Specifically, Article 10, section 2 of Indiana’s Constitution says:
All the revenues derived from the sale of any of the public works belonging to the State, and from the net annual income thereof, and any surplus that may, at any time, remain in the Treasury, derived from taxation for general State purposes, after the payment of the ordinary expenses of the government, and of the interest on bonds of the State, other than Bank bonds; shall be annually applied, under the direction of the General Assembly, to the payment of the principal of the Public Debt.
The Daniels Administration is attempting to quash the lawsuit without addressing its merits under IC 34-13-5 which sets the procedure governing “public lawsuits.” In particular IC 34-13-5-7 allows a defendant (in this case, the State) to request that bond be posted. The court is required to set a hearing on the petition. Judge Scopelitis has set a hearing date of May 11.
The statute instructs the judge to use the standard for granting a preliminary injunction as the standard for determining whether a bond is required. This standard essentially requires the judge to weigh the harm if the requested relief is granted (delaying the sale), the harm if the requested relief is denied (allowing the sale to go through while the lawsuit is pending), and the plaintiff’s likelihood of success on the merits. If the judge decides that the CAC is likely to succeed on the merits of the case and that allowing the sale to proceed will cause greater harm than delaying the sale pending trial of the case, he will deny bond. If he decides to the contrary, he is instructed to set bond at a level that that would compensate the defendant for damages and costs accrued to the defendant by reason of the pendancy of the lawsuit.
Regardless of whether bond is approved or denied, either party can appeal the decision directly to the Supreme Court within 10 days of the trial court’s decision. So we’re likely to have a read on the Supreme Court’s opinion on the applicability of the Constitutional provision before too long.
My thoughts: 1) I question whether a statute such as IC 34-13-5 is permitted to essentially render a Constitutional provision a nullity.
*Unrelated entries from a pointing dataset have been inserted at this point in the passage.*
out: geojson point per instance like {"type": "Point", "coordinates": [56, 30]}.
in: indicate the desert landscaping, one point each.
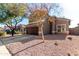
{"type": "Point", "coordinates": [54, 45]}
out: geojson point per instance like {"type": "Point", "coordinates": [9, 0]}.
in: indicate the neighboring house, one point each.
{"type": "Point", "coordinates": [51, 25]}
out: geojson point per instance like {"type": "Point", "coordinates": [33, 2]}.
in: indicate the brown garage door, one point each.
{"type": "Point", "coordinates": [32, 30]}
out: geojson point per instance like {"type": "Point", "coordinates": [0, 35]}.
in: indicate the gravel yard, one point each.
{"type": "Point", "coordinates": [55, 45]}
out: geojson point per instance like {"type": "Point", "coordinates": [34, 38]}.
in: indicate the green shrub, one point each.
{"type": "Point", "coordinates": [17, 32]}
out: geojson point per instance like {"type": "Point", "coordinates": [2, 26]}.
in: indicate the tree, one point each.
{"type": "Point", "coordinates": [11, 15]}
{"type": "Point", "coordinates": [35, 9]}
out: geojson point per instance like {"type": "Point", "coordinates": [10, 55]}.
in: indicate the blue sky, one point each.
{"type": "Point", "coordinates": [71, 11]}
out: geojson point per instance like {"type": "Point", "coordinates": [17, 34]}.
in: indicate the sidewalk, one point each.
{"type": "Point", "coordinates": [3, 50]}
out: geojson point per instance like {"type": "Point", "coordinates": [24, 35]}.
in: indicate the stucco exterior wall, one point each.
{"type": "Point", "coordinates": [46, 27]}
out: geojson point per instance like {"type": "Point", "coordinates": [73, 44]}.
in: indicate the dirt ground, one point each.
{"type": "Point", "coordinates": [54, 45]}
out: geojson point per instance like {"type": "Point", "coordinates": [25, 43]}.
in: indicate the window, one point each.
{"type": "Point", "coordinates": [61, 28]}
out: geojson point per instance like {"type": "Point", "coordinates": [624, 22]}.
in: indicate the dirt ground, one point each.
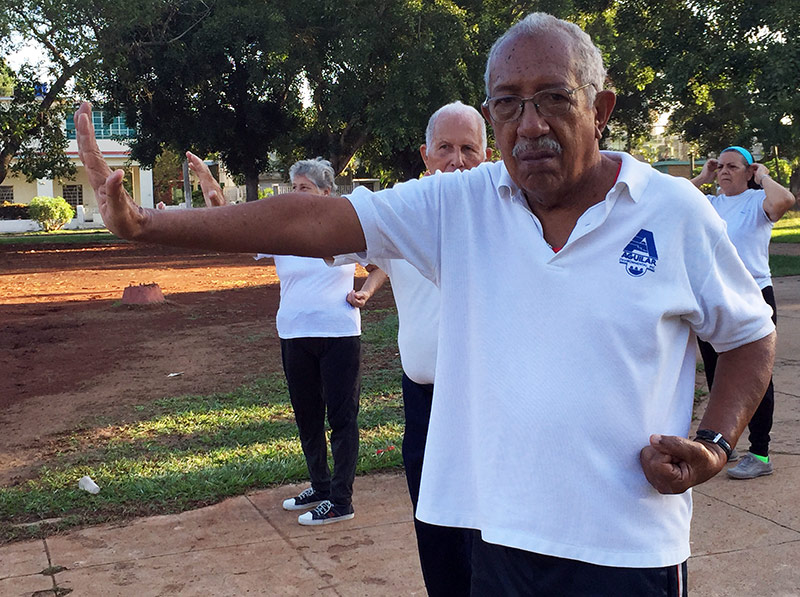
{"type": "Point", "coordinates": [71, 354]}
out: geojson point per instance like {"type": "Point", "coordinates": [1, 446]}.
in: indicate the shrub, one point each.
{"type": "Point", "coordinates": [50, 212]}
{"type": "Point", "coordinates": [13, 211]}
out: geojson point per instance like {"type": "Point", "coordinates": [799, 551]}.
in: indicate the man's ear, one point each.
{"type": "Point", "coordinates": [604, 103]}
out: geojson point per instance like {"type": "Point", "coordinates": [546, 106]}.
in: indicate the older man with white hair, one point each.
{"type": "Point", "coordinates": [573, 284]}
{"type": "Point", "coordinates": [455, 140]}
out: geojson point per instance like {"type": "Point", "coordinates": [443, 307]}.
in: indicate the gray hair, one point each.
{"type": "Point", "coordinates": [318, 171]}
{"type": "Point", "coordinates": [455, 108]}
{"type": "Point", "coordinates": [588, 59]}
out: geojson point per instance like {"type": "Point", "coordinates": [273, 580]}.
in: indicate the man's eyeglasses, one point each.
{"type": "Point", "coordinates": [549, 102]}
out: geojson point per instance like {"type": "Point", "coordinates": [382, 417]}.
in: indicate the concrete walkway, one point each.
{"type": "Point", "coordinates": [745, 534]}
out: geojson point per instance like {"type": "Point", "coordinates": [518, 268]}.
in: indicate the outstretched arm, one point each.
{"type": "Point", "coordinates": [212, 192]}
{"type": "Point", "coordinates": [779, 200]}
{"type": "Point", "coordinates": [674, 464]}
{"type": "Point", "coordinates": [291, 224]}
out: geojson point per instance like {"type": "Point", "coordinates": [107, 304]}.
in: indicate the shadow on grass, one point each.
{"type": "Point", "coordinates": [190, 451]}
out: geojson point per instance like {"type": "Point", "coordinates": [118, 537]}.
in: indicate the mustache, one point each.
{"type": "Point", "coordinates": [536, 144]}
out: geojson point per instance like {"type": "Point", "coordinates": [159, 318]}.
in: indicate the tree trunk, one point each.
{"type": "Point", "coordinates": [251, 186]}
{"type": "Point", "coordinates": [794, 182]}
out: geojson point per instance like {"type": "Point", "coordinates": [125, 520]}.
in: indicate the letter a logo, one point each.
{"type": "Point", "coordinates": [640, 255]}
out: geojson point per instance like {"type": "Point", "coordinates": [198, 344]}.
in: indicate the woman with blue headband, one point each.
{"type": "Point", "coordinates": [750, 202]}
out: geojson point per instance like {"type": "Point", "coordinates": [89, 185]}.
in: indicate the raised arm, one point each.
{"type": "Point", "coordinates": [291, 224]}
{"type": "Point", "coordinates": [212, 192]}
{"type": "Point", "coordinates": [779, 200]}
{"type": "Point", "coordinates": [674, 464]}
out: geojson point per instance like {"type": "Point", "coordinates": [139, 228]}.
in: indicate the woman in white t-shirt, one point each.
{"type": "Point", "coordinates": [319, 325]}
{"type": "Point", "coordinates": [750, 202]}
{"type": "Point", "coordinates": [320, 335]}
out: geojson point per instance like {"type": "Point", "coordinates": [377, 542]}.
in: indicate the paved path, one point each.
{"type": "Point", "coordinates": [745, 534]}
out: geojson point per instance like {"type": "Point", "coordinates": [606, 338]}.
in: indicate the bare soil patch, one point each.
{"type": "Point", "coordinates": [71, 354]}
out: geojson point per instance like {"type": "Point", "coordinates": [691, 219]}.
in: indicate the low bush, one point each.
{"type": "Point", "coordinates": [13, 211]}
{"type": "Point", "coordinates": [51, 213]}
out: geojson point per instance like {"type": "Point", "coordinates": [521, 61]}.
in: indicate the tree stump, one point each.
{"type": "Point", "coordinates": [142, 294]}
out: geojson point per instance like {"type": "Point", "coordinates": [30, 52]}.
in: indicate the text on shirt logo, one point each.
{"type": "Point", "coordinates": [640, 255]}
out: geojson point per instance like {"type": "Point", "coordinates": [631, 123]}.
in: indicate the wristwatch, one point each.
{"type": "Point", "coordinates": [714, 437]}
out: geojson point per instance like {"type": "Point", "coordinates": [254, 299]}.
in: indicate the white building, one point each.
{"type": "Point", "coordinates": [77, 191]}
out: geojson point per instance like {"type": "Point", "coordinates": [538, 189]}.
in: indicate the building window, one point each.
{"type": "Point", "coordinates": [104, 128]}
{"type": "Point", "coordinates": [73, 194]}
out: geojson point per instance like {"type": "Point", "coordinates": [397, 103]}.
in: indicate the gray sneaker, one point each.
{"type": "Point", "coordinates": [750, 467]}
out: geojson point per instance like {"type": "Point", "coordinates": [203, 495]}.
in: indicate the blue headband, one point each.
{"type": "Point", "coordinates": [742, 150]}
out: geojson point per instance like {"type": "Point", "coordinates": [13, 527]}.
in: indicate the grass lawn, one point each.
{"type": "Point", "coordinates": [59, 236]}
{"type": "Point", "coordinates": [189, 451]}
{"type": "Point", "coordinates": [184, 452]}
{"type": "Point", "coordinates": [787, 230]}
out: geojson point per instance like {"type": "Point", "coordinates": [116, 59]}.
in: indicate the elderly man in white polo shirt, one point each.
{"type": "Point", "coordinates": [573, 283]}
{"type": "Point", "coordinates": [455, 139]}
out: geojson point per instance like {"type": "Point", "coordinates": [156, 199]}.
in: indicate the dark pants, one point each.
{"type": "Point", "coordinates": [761, 423]}
{"type": "Point", "coordinates": [499, 570]}
{"type": "Point", "coordinates": [325, 373]}
{"type": "Point", "coordinates": [444, 552]}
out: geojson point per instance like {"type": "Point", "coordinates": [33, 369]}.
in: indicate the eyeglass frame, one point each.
{"type": "Point", "coordinates": [524, 100]}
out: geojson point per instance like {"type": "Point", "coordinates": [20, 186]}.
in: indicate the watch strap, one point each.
{"type": "Point", "coordinates": [714, 437]}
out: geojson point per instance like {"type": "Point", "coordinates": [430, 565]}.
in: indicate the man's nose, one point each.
{"type": "Point", "coordinates": [531, 123]}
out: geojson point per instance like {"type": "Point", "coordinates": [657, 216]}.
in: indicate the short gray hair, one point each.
{"type": "Point", "coordinates": [588, 59]}
{"type": "Point", "coordinates": [455, 108]}
{"type": "Point", "coordinates": [318, 171]}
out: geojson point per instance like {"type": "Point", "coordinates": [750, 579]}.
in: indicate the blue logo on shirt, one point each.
{"type": "Point", "coordinates": [640, 254]}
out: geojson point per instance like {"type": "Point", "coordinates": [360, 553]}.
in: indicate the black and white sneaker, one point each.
{"type": "Point", "coordinates": [326, 513]}
{"type": "Point", "coordinates": [308, 498]}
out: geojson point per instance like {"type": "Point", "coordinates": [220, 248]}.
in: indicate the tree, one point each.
{"type": "Point", "coordinates": [210, 77]}
{"type": "Point", "coordinates": [373, 87]}
{"type": "Point", "coordinates": [731, 70]}
{"type": "Point", "coordinates": [32, 137]}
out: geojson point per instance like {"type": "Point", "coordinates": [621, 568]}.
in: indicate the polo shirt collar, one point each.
{"type": "Point", "coordinates": [633, 175]}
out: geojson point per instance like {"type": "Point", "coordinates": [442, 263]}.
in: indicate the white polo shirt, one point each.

To take a hyperbolic example from the federal Constitution, what if Congress said a citizen had to post $1 billion to bring a lawsuit to stop a free speech violation by the government? Clearly Congress would not be permitted to make an end run around the Constitution in that fashion. 2) The consequences of a delay in entering into the privatization agreement while litigation is pending is less harmful than the consequences of potentially entering into the agreement illegally. The Toll Road isn’t going anywhere and there is no evidence that its value is diminishing. Unraveling the privatization deal once it goes into effect would likely be expensive and difficult, particularly if the State distributes the proceeds from the sale of its property rights in the Toll Road. 3) The State’s apparent reliance on characterization of the deal as a lease rather than a sale seems superficial and misguided. A lease is merely a particular kind of sale of property rights. Not to get all Property 101 on you, but the Daniels administration seems to be taking the position that the word “sale” in the Constitution refers only to a sale of a fee simple absolute interest in the Toll Road Property and that any other kind of sale is not subject to the constitutional provisions, including sale of a leasehold interest in the Toll Road Property for a term of years.